Page MenuHome

Blender freezes in multi-threaded tasks since recent rB98123ae91680, on windows - atomic ops issue?
Closed, ResolvedPublic

Description

System Information
Win 7x64, Nvidia GTX 580

Blender Version
broken: blender-2.77.0-git.b72aef9-AMD64
Working: blender-2.77.0-git.898d040-AMD64

Blender freezes while trying to do vertex snapping with subdivision modifier enabled both in object and edit mode.

  1. Create Suzanne
  2. Add Subsurface modifier, duplicate mesh
  3. Try to manipulate meshes with vertex snapping enabled

Sometimes i can reproduce this instantly, sometime not, so try open attached file, it freezes all the time.

Event Timeline

Denis Belov (dihotom) set Type to Bug.
Denis Belov (dihotom) created this task.
Denis Belov (dihotom) raised the priority of this task from to Needs Triage by Developer.

Cannot reproduce that here… @Campbell Barton (campbellbarton) you just opened the file and did some snapped transform in Object or Edit mode, and got the freeze?

Anyway, if this commit causes issues, it can be reverted, gave nearly no speed gain anyway…

I don't like to revert optimizations (no matter how small) :(
@Bastien Montagne (mont29) if the first time has not frozen, try again, there are times when it works.
(Just make the snap to vertices in object mode. Edit mode also freezes)

I tried it several times of course, with both release and debug builds. Am on linux though, not sure on which OS Campbell reproduced it.

I do found an error in new code that could create issues, committed a fix, please give it a try. :)

ops, saying to "try again" I meant close and open Blender (but you also must have already tried this way).

At first, it seemed that was fixed. But the problem came back on the second try :( (no fix)

Still cannot reproduce at all…

Might be related to T48437, can you please try and see if you can reproduce it?

Yes I can reproduce it.
And the race condition also occurs in the loop "while (UNLIKELY(previter != olditer)".

I found a strange thing - after the end of the loop execution, suddenly, out of nowhere, it runs again without passing by the expected sequence of the function.

(I do not understand this atomic thing however)

Grumph… atomic means the operation is done in 'a single step' from CPU point of view, i.e. you cannot have thread 1 start an atomic operation, then thread 2 modify one of its operands, then thread 1 finish the operation.

Those atomic ops are implemented in all modern CPUs, and are much cheaper than using regular thread synchronization primitives like mutex or spinlock.

That looping func is a way to perform an operation that does not exists in atomic primitives, idea is to:

  1. read current value of the shared data we want to modify (32bit data, reading is assumed atomic, i.e. you cannot read part of the value, then get it changed by another thread, then read the remaining part).
  2. do the operation and store its value in a local variable (this can take any amount of time, since it only uses local or read-only variables).
  3. do an atomic CAS to set the shared variable we want to modify.
  4. Repeat as long a value returned by CAS is not the same as the one we stored at the beginning (meaning the shared variable has been modified by another thread in-between).

The atomic CAS (compare and swap) compares the value of the data to modify with a given 'reference', only sets the former with the new value if it equals to the reference value, and then return the old value of modified data.

So in theory, this is perfectly safe and no deadlock should happen.
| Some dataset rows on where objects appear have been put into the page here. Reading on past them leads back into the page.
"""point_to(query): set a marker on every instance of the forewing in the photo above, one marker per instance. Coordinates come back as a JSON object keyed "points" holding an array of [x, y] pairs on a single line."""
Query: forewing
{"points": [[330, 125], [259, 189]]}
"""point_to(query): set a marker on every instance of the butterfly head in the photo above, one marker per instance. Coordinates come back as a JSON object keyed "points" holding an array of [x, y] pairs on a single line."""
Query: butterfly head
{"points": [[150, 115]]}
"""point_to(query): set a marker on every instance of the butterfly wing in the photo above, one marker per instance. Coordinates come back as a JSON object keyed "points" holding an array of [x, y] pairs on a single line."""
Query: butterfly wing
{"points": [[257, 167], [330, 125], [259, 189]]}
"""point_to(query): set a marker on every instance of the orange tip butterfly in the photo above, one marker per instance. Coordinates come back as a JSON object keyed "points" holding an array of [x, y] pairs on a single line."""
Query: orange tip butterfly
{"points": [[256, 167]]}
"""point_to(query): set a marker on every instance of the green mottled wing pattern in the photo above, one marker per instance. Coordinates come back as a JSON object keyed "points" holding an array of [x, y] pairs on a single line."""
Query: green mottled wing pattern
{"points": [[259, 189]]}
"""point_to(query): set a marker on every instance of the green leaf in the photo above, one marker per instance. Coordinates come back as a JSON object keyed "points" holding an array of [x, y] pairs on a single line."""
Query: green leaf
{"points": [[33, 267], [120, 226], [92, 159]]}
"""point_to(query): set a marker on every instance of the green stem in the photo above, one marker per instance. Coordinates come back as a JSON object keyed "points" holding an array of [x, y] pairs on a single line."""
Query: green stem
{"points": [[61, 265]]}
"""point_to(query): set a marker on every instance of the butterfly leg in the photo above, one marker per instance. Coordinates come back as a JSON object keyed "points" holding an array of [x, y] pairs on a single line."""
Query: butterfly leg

Actually, there is no actual deadlock possible here, since there is no lock - I’d rather think of an inifite loop due to something messed up in msvc version of our atomic primitives.

I would suspect some stupid conversion mismatch between signed and unsigned integers (though afaik uint32 < INT_MAX should not be an issue here :| ).
Can you please try to replace line 76 of intern/atomic/intern/atomic_ops_msvc.h file with that one, and check again?

	return InterlockedCompareExchange((long *)v, *(long *)(&_new), *(long *)(&old));

(I'm still trying to understand all the explanation ...)

However did the change you requested (line 76 of atomic_ops_msvc.h), and the problem persists :(

Guess I’ll have to go and debug this myself on my win VM (provided blender still runs on it), looks like our win atomics is broken somehow (unless I miss something else, maybe we'd need some kind of memory fence here, not sure why or where though)…

Bastien Montagne (mont29) renamed this task from Blender freezes while trying to do vertex snapping with subdivision modifier enabled. to Blender freezes in multi-threaded tasks since recent rB98123ae91680, on windows - atomic ops issue?.
Bastien Montagne (mont29) claimed this task.